An exit-related provision for credit losses of $395 million, combined with an existing allowance for credit losses of $240 million, was used to
write down the subprime real estate loan portfolio to estimated market value in the third quarter of 2001. This resulted in charge-offs of $635 million
in the consumer finance loan portfolio. Including the exit impact, the provision for credit losses totaled $4.3 billion and total net charge-offs were
$4.2 billion for the year ended December 31, 2001.
For additional information on the allowance for credit losses, certain credit quality ratios and credit quality information on specific loan
categories, see the “Credit Risk Management and Credit Portfolio Review” section beginning on page 54.
Noninterest Expense
As presented in Table Seven, the Corporation’s noninterest expense increased $2.1 billion to $20.7 billion in 2001. This increase in noninterest
expense was driven by business exit costs, higher other general operating expense, personnel, professional fees, data processing and marketing,
reflecting investments in growth businesses such as e-commerce, Asset Management and card and payment businesses.
Table 7 Noninterest Expense
2001 2000 Increase/(Decrease)
(Dollars in millions)
Amount Percent
(1)
Amount Percent
(1)
Amount Percent
Personnel $ 9,829 28.1% $ 9,400 28.2% $ 429 4.6%
Occupancy 1,774 5.1 1,682 5.0 92 5.5
Equipment 1,115 3.2 1,173 3.5 (58) (4.9)
Marketing 682 1.9 621 1.9 61 9.8
Professional fees 564 1.6 452 1.4 112 24.8
Amortization of intangibles 878 2.5 864 2.6 14 1.6
Data processing 776 2.2 667 2.0 109 16.3
Telecommunications 484 1.4 527 1.6 (43) (8.2)

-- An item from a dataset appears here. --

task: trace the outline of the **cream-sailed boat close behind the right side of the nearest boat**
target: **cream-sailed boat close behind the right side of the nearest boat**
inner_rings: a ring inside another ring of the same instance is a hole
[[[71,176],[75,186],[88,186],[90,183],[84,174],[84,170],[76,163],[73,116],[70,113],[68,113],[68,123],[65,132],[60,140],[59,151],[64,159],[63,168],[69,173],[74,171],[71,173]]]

Other general operating 2,687 7.7 2,114 6.4 573 27.1
General administrative and other 615 1.8 583 1.8 32 5.5
Business exit costs 1,305 3.7 – 1,305 n/m
Restructuring charges ––550 1.7 (550) n/m
Total $20,709 59.2% $18,633 56.0% $2,076 11.1%
(1) Percent of net interest income on a taxable-equivalent basis and noninterest income.

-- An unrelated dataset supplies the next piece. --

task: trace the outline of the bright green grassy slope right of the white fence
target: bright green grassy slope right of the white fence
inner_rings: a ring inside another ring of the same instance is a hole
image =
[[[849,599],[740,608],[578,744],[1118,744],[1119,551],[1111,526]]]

>Personnel expense increased $429 million to $9.8 billion in 2001, primarily due to a severance charge of $150 million in the fourth quarter of
2001 related to ongoing efficiency improvement programs, higher revenue-related incentive compensation and increased salaries expense.

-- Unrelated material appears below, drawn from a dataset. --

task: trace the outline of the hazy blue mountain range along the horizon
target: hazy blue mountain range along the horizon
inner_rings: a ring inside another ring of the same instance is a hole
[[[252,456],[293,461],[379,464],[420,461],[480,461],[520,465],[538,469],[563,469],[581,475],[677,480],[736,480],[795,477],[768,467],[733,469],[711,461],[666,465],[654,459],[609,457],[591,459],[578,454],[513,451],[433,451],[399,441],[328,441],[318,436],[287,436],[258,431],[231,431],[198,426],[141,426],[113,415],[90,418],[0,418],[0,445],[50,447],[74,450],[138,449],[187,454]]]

The Corporation had approximately 143,000 full-time equivalent employees at both December 31, 2001 and 2000.
>Marketing expense increased $61 million to $682 million for 2001, primarily due to the Corporation’s national brand-building campaign and higher
card marketing in Consumer and Commercial Banking.
>Professional fees increased $112 million to $564 million for 2001, primarily reflecting higher consulting and other professional fees due to an
increase in initiatives related to the Corporation’s strategy to improve customer satisfaction, the launch of a company-wide Six Sigma quality and
productivity program and implementation of a new integrated business planning process.
>Data processing expense increased $109 million to $776 million for 2001, primarily due to higher outsourced processing expense as a result of the
outsourcing of personnel services and higher item processing and check clearing expenses.
>Other general operating expense increased $573 million to $2.7 billion in 2001, reflecting $334 million in litigation expenses in the fourth quarter
of 2001 related to small settlements and an addition to the legal reserve to cover increased exposure to existing litigation, foreclosed properties
expense in Corporate Other and other miscellaneous expenses throughout the Corporation.